Et puis je suis rassurée d’avoir trouvé quelqu’un de plus âgé que moi lisant du yaoi.
Par contre, je n’oserai pas les amener aubureau, c’est courageux.
merci ! en plus j’ai un ou deux bons gros homophobes au bureau, alors c’est d’autant plus amusant.
Hand Which m’avait bien plu aussi. L’humour était bien présent, les personnages étaient naturels, mais cela n’empêchait pas une certaine sensibilité. Je n’ai pas encore lu Your Story I have known, mais je pensais l’apprécier aussi. Cependant, tu n’es pas le premier à dire que le titre est un peu trop banal. C’est dommage, j’espérais une ambiance se rapprochant d’Only you. Je verrai bien.
Je pense que tu ne seras pas déçu par Seven Days, sauf si tu es allergique au style graphique. Pour ma part, je le trouve très réussi. Concernant Super Lovers, je n’ai pas vraiment d’avis dessus. Je vois énormément de bonnes critiques, nettement plus que pour la majorité des BL. Le résumé est un peu plus original que la moyenne, mais ce n’est visiblement pas le seul atout de cette série. A tester donc.
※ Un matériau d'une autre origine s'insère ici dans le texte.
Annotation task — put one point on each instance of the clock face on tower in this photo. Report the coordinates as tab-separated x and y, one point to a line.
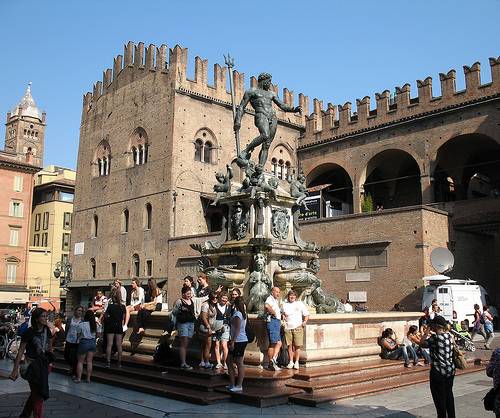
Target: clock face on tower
9	143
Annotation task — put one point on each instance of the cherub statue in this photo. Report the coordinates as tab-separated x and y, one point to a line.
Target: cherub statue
258	183
298	190
223	185
259	284
249	169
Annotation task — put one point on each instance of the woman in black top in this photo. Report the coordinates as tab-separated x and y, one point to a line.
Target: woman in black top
36	342
440	344
114	319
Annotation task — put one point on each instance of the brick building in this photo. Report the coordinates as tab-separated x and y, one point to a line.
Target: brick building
151	140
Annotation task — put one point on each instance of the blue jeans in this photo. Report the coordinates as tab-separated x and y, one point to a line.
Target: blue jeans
423	352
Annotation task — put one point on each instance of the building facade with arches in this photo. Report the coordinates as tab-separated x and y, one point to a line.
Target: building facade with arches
387	183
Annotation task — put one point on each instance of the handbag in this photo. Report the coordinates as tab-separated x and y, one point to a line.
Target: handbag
150	306
489	399
25	370
458	358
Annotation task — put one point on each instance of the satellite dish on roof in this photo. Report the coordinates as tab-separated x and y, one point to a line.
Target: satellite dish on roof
442	259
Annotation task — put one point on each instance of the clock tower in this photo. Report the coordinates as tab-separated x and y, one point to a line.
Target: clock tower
25	131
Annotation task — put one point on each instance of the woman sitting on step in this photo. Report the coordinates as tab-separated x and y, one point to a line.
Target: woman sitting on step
414	337
391	350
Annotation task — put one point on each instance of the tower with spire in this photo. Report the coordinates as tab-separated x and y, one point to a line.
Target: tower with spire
25	131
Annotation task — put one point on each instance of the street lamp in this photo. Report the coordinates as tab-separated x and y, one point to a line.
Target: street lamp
63	271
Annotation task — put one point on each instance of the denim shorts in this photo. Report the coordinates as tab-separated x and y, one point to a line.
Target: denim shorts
185	329
273	329
238	350
222	334
85	345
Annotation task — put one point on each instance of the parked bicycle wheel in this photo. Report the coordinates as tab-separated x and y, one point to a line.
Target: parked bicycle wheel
3	346
13	347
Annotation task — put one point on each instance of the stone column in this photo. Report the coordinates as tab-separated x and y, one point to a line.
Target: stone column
356	199
427	189
137	156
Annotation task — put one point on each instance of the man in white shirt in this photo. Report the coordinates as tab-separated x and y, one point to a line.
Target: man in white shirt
296	316
273	312
99	303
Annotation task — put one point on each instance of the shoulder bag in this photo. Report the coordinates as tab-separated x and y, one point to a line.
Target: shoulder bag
459	358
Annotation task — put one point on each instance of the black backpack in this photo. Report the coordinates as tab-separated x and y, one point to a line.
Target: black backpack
249	332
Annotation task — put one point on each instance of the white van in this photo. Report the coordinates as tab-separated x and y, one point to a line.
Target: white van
455	297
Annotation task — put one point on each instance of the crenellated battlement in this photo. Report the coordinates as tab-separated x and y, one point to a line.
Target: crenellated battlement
337	121
137	61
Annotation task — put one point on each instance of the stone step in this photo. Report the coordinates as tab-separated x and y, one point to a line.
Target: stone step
317	372
346	379
262	397
169	390
367	387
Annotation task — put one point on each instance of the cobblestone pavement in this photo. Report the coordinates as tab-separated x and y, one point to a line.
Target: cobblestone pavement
62	405
98	400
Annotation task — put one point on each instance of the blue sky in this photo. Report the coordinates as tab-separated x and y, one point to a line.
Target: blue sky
336	51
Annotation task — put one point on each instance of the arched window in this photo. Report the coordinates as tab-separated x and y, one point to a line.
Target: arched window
136	265
288	169
92	268
274	163
125	220
135	156
138	146
207	152
198	148
95	226
281	164
102	159
141	154
148	214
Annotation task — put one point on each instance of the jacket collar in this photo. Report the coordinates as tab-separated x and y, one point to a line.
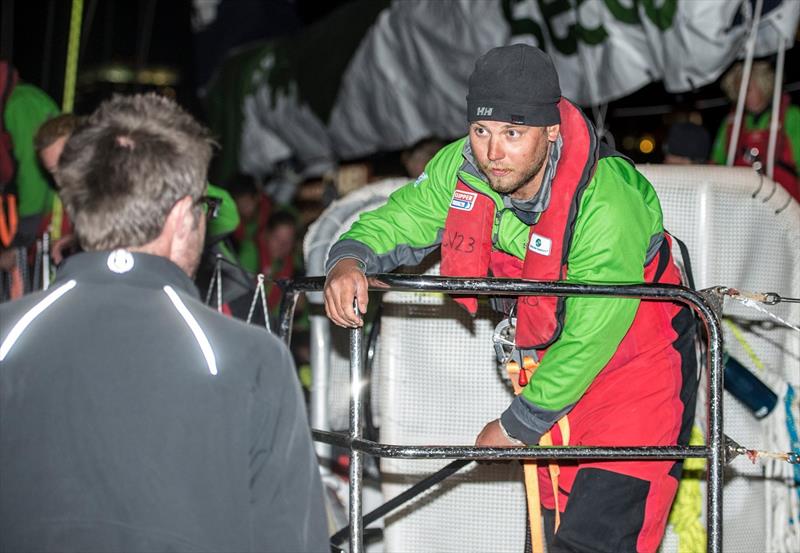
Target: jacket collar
526	210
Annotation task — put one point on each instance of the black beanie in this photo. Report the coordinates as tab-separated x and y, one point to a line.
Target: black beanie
516	84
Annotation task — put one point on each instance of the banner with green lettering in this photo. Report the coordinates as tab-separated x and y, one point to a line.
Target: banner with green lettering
380	76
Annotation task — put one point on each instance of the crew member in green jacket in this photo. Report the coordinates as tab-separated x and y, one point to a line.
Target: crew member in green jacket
753	143
531	193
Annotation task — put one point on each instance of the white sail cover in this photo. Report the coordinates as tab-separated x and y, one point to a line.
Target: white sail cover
406	78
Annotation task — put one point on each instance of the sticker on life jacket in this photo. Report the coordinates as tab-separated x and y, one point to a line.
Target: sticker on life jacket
463	200
539	244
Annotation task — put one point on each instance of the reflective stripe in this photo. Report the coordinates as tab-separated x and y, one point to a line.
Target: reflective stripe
34	312
199	335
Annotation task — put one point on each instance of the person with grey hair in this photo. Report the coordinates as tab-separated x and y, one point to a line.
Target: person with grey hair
135	418
753	141
532	193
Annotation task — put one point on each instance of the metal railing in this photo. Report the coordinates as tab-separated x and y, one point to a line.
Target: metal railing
706	304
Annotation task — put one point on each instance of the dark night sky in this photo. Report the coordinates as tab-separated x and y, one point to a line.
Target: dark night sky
116	29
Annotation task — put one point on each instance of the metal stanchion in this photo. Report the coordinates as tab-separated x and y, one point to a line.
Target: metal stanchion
356	456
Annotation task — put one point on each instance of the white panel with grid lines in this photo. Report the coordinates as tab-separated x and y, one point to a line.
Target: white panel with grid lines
436	380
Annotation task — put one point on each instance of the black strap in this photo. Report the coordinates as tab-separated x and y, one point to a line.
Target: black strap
664	256
687	261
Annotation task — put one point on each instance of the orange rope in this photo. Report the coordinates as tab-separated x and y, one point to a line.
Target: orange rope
519	379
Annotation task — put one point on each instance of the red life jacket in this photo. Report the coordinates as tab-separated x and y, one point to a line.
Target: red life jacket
757	141
467	248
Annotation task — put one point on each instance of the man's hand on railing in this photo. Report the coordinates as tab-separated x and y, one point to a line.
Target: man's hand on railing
345	282
494	435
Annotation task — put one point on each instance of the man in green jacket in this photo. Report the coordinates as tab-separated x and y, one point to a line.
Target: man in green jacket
531	193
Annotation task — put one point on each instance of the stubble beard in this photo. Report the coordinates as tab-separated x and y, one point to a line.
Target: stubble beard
508	184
Et comme je n’ai pas encore eu l’occasion de te le dire, félicitations pour ton succès aux Sama Awards
merci Natth! Seven Days je l’ai déjà lu, et j’avais déjà apprécié un au titre de l’auteure, Welcome to Hotel Williams Child Bird
http://chroniques-d-un-newbie.fr/?p=4141
Et pourquoi que la semaine Taïfu elle ne serait pas hentaï, justement ? Ce serait l’occasion de parler de vrais choix éditoriaux en la matière et tu passerais pour un vrai, pas pour une tantouze. Ce serait un bon moyen de t’insérer socialement.
Tiens, d’ailleurs, en regardant la couverture de Hand Which, j’ai lu Sandwich, ce qui pour un manga yaoï… Hum.
Sinon, je voulais te dire depuis longtemps qu’un module de recherche ne serait pas de trop et s’il existe, qu’il est bien trop planqué.
ah mais mossieur y en aura, du H, mais à chaque jour suffit sa peine. passer pour une tata ne me gêne pas, après quand on me connaît c’est pas crédible.
quant à l’outil de recherche, il y a les index, (littérature et anime sont déjà dispos dans le bandeau, manga j’ai fait la moitié) et il y a aussi le bouton recherche.
Je suis pas très yaoi (et, pitié, dis-moi que tu ne le prononces pas « ya-oye » mais bien « ya-o-i » ! >__< ) mais j'apprécie toujours ce genre de séquences thématiques. Surtout que pour avoir découvert Taifu/Ototo depuis seulement un an, je n'ai jusqu'à présent jamais été déçu par leurs choix d'édition.
J'attends ce que tu vas bien pouvoir dire à propos de leurs titres yuri : vu que tu as aussi bien aimé Pas à Pas, je sens que ça va être un plaisir à lire !
Tiens, au fait : c’est pas toi que j’ai rencontré brièvement sur ce quai de métro, le dimanche soir d’Épitanime vers 19h, avec un tome de Pas à Pas dans la main ?
c’était bien moi. le monde est petit !
Zut ! Si j’avais su… Bon, peut-être à une prochaine fois où je serai pas en train de me battre avec une valise qui pesait 25 kg !
Ha oui, ça m’intéresserais aussi de savoir si on prononce « ya-oye » ou « Ya-o-i », plus le temps passe et plus j’ai de doutes…
on prononce Ya-Hooo !
ok je sors.
Je ne connais pas ces titres, mais à en juger par la couverture je préfère le graphisme de Tsuta Suzuki. Celui de Masara Minase me semble un peu trop classique
Tiens, tu as peut-être déjà entendu parler ce questionnaire, mais je le poste au cas où :
https://docs.google.com/forms/d/1MZjwljqUg-bbUzR64L8mcskNwKueqoRAEgkI7ENouNw/viewform
L’enquête durera une grosse semaine. Yaoi Juice est un site sérieux et je suis sûre qu’ils publieront l’étude qu’ils promettent.